Wer andere entwürdigt, sie quält und ermordet, der beraubt sich selbst seiner Würde, seines eigenen Mensch-Seins.
Was es demgegenüber bedeutet, ein Mensch zu sein, das zeigt uns Gott, indem er uns in dem Menschen Jesus begegnet.
„Genauso, wie ihr behandelt werden wollt, behandelt auch die anderen!“ (Mt 7,12) So fasst Jesus zusammen, was Menschsein meint. Den anderen als gleichwertig ansehen und sich in ihn hineinversetzen. Sich selbst in ihm wiederfinden und sich ihm mitfühlend und helfend zuwenden. Jesus, der Rabbi aus Nazareth, hat dies gelebt. Damit ist er zur Zielscheibe derjenigen geworden, die über Leichen gehen, wenn es um Macht und Geld geht.
So endet er schließlich auf Golgatha am Kreuz. Zu Unrecht verfolgt und verurteilt. Verleumdet und verhöhnt. Misshandelt und zu Tode gemartert. Zurückblickend mag es verwundern, dass es so lange gedauert hat, bis es dazu kam. Schon kurz nach seiner Geburt will der König Herodes bereits seinen Tod. Aus dem Stall von Bethlehem retten seine Eltern sich mit ihm nach Ägypten, wo sie für einige Zeit als Flüchtlinge leben.
Auch das gehört zum Menschsein, gefährdet und verletzlich zu sein. Mit begrenzten Möglichkeiten und einem endlichen Dasein. Ebenso gehört es zum Menschsein, zu lieben und zu vertrauen.
Weil sie ihr Kind liebten und Gott vertrauten, konnten Maria und Josef Jesus vor dem Tod retten. Weil Jesus die Menschen liebte und sein Schicksal Gott anvertraute, wurde sein Ende zu einem Neubeginn. Gott erweckte ihn an Ostern zu einem neuen, einem unvergänglichen Leben.
Das ist der Weg zum Leben, für den Gott sich entschieden hat: In das hilflose Kind in der Krippe legte er seine Liebe. In dem verletzlichen Mann Jesus stellte er sich an unsere Seite. So kam Gott uns ganz nahe. Teilte unser Menschsein.

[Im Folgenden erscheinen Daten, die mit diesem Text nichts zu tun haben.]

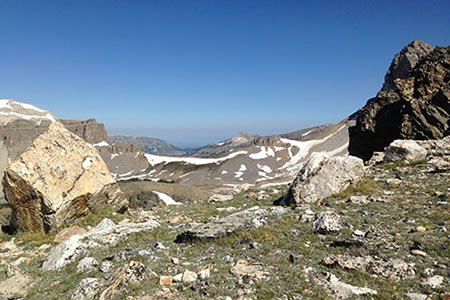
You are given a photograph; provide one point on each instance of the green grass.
(390, 222)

Anstelle die Welt mit Gewalt zu verändern, vertraute Gott uns seine Liebe an. Deshalb können und sollen wir Menschen sein. Menschen, die ihr Bestes geben, für die Liebe. Die eintreten für ein Leben für alle in Würde und Freiheit. Wohlwissend, dass unser Bestes immer nur bruchstückhaft sein kann - und auch sein darf.
Denn Gott sei Dank sorgt Gott immer wieder selbst dafür, dass die Liebe das Böse überwindet und das Leben über den Tod siegt.